Face aux difficultés des agriculteurs, le porte-parole du CNCR propose, dans cet entretien, des solutions de sortie de crise. Il plaide également pour une meilleure implication des ruraux dans les prises de décision du secteur agricole.

 

La pandémie de Covid-19 n’a épargné, à ce jour, aucun secteur.  Qu’en est-il du domaine agricole, en cette veille de campagne ?

Tout à fait. L’impact est négatif, à tout point de vue, parce que, d’abord, le fait de ne pas bouger, de rester sur place, c’est un problème. Depuis le 23 mars, on est confiné chez nous, on est confiné dans nos régions, on est confiné dans nos villages. Nos lieux d’échanges ont été fermés et nous avons des crédits en souffrance au niveau de nos producteurs, car il y a certaines institutions avec lesquelles on a eu à faire une contractualisation. En ce moment, on devait être en train de payer ceux qui nous avaient prêté des intrants.
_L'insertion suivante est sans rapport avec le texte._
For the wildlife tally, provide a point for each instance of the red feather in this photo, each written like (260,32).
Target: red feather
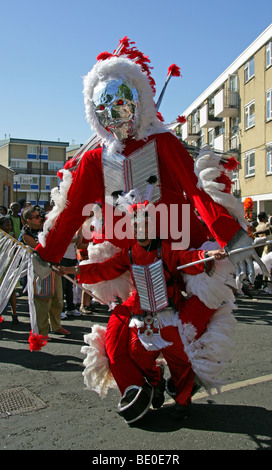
(181,119)
(36,341)
(224,179)
(231,164)
(159,116)
(104,55)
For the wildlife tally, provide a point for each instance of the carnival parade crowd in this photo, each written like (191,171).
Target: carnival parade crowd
(167,299)
(59,298)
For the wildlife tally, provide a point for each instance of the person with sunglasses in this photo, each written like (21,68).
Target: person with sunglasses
(48,294)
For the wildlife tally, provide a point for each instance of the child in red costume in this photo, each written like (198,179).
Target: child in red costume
(193,311)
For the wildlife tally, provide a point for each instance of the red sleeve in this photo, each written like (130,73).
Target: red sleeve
(109,269)
(176,258)
(220,223)
(86,188)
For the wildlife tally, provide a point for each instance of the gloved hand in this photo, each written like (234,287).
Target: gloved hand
(243,261)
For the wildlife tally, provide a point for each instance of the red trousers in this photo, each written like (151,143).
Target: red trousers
(130,362)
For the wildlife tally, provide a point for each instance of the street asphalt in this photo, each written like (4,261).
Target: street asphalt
(46,406)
Aujourd’hui, nous ne pouvons pas le faire, nous ne pouvons pas aller là où se trouvent les producteurs pour récupérer cet argent-là et revenir reverser cela à nos créanciers. Egalement, on ne peut pas faire un suivi correct des stocks de semences qu’on a au niveau de nos villages, de nos groupements et voir ce qu’il en est au niveau de la qualité, voir s’il y a des problèmes, ce qu’il faut faire.

Tout compte fait, cette pandémie a des incidences très négatives sur la campagne agricole et sur le monde rural de manière générale. Même ceux qui sont dans le secteur de l’élevage ne sont pas épargnés, parce que c’est avec le bétail qu’ils vendaient qu’ils arrivaient à se faire de l’argent. Aujourd’hui, cet argent, ils ne peuvent plus l’avoir, parce qu’ils n’ont pas de marchés où vendre.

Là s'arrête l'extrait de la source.